スピーカーから聞こえてくる健吾くんの声は、なんとなくいつもより、鋭い気がする。

仕事中の声。



「あー、生産終了」

『そう。だいぶ先の話だけどさ。だからってもう永久には使えないってわかってるもんを納入するとか、できないだろ』

「真面目ねえ」

『お前も今外だよな? 後で調整させてもらってもいい?』

「いいわよ、私はあんたの大切なお姫様ともう少しおしゃべりしてから戻るから」



健吾くんが黙った。

やがて困惑ぎみの声が聞こえてくる。
『…え、どういう意味? 俺の、なんだって?』

「不用心に一人歩きしてるから、思わず拉致しちゃった」

『誰を?』

「あんたって、そんなにいっぱいお姫様いるの?」



戸惑っている様子が目に見えるようだ。

ためらいがちに、健吾くんが問いかけた。



『…郁?』



なんだかわからないけれど、私はやけにドキッとした。

健吾くんが、私じゃない人に向けて、私に聞かれているともたぶん思っていないときに私の名前を呼ぶと、あんな声になるんだ。

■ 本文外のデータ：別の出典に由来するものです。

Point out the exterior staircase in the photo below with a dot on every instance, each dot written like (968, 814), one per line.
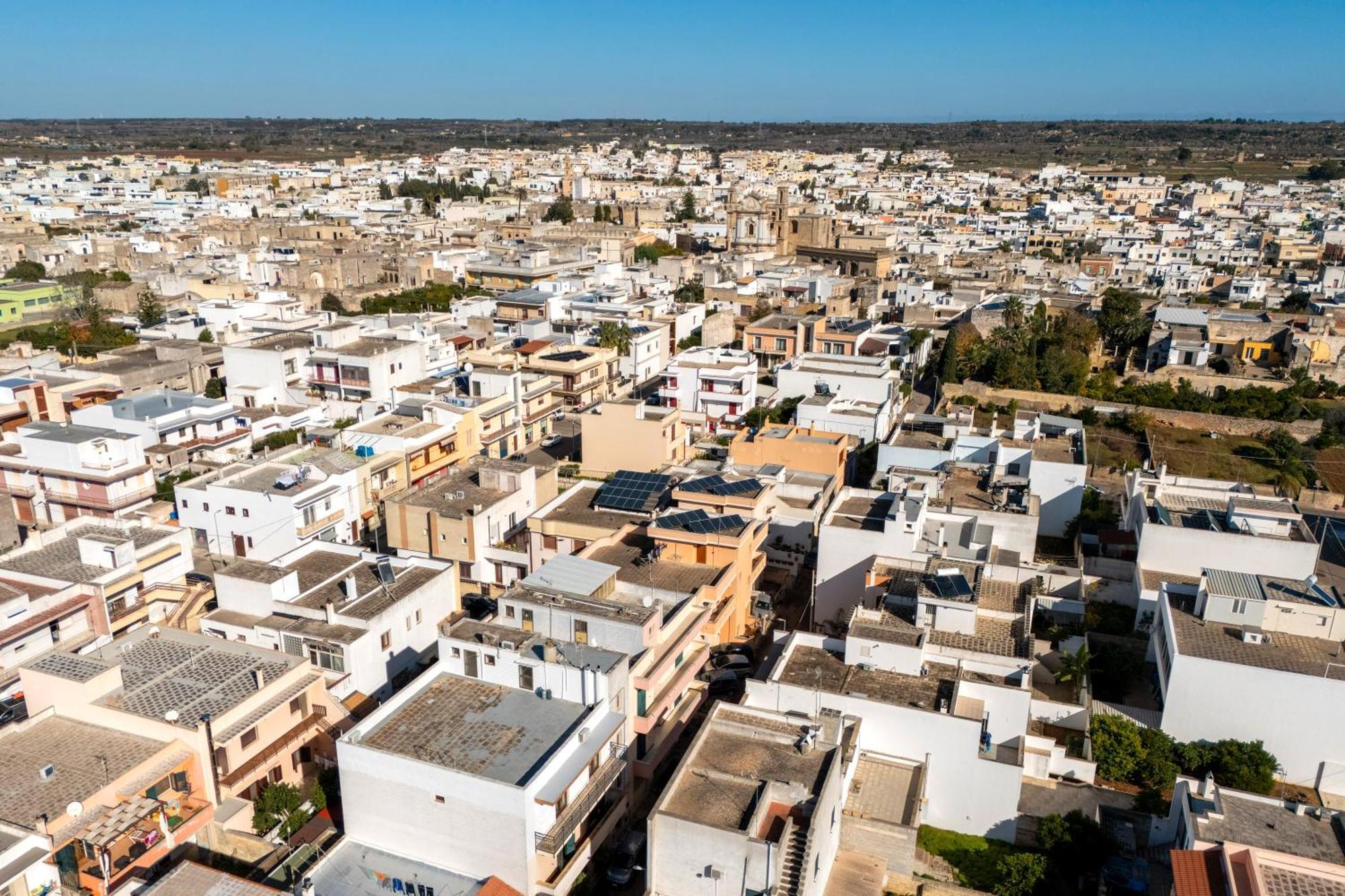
(794, 862)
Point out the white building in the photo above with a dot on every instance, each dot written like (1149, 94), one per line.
(264, 510)
(361, 620)
(504, 759)
(1250, 657)
(954, 516)
(173, 419)
(853, 378)
(1043, 451)
(1186, 525)
(268, 370)
(719, 382)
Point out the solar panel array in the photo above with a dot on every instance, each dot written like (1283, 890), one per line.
(718, 485)
(700, 522)
(633, 491)
(567, 356)
(950, 585)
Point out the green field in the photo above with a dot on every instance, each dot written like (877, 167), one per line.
(1190, 452)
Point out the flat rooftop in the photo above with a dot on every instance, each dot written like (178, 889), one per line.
(174, 671)
(61, 559)
(1280, 651)
(473, 727)
(1269, 825)
(79, 751)
(820, 669)
(735, 760)
(863, 512)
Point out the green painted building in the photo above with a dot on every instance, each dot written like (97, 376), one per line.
(21, 299)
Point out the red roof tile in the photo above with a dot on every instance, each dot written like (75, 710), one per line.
(1199, 872)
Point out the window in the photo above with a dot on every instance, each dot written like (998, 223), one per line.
(329, 658)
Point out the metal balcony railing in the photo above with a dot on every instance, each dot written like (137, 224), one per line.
(570, 819)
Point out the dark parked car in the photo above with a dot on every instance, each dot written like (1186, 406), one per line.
(13, 709)
(627, 860)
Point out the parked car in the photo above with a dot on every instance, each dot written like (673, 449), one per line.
(13, 709)
(627, 860)
(743, 650)
(736, 663)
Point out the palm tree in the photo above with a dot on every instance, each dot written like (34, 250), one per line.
(615, 335)
(1074, 669)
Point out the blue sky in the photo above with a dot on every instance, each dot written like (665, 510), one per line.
(783, 61)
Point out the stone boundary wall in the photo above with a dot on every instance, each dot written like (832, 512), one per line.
(1301, 430)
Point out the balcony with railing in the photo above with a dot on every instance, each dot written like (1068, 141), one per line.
(579, 819)
(310, 725)
(319, 524)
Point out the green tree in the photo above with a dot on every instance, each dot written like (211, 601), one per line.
(279, 805)
(1117, 745)
(1122, 321)
(150, 311)
(1074, 669)
(560, 210)
(615, 335)
(652, 252)
(29, 271)
(1296, 302)
(1020, 873)
(687, 212)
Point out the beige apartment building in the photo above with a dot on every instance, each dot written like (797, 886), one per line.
(631, 435)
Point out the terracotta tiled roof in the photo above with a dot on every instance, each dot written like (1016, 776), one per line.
(496, 887)
(1199, 872)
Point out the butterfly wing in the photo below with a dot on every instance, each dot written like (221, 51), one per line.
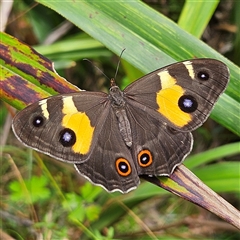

さっきまでより響きが優しいなんて思うのは、うぬぼれだろうか。


運転しながら、美菜さんが愉快そうに笑う。



「正解ー」

『なに、郁がお前といるの? なんで?』



健吾くんの声は、困惑を深めていた。



「偶然会ったの」

『変な話聞かせるなよ』

「変な話ってなによ。ちなみにこっちは車で、郁実ちゃんも聞いてるからね、これ」

『えっ』



美菜さんが、促すように携帯を指さしてみせる。

えっ、どうしよう、えーと、えーと…。



「…もしもし」

『郁…』



お互い、人前でなにをしゃべっていいのかわからず、次の言葉が出てこない。

こちらの雰囲気がわからないぶん、健吾くんのほうがより困っているだろうなあと気の毒になった。



「あの、お仕事お疲れさま」

『…おう』



今日何時頃終わる? とか訊ける場面でもないし…ええと。

私、健吾くんとのこと、なんて美菜さんに説明したんだっけ。

地元の繋がり?

それってどんな距離よ。

参ったな、なにを話しても不自然になりそう。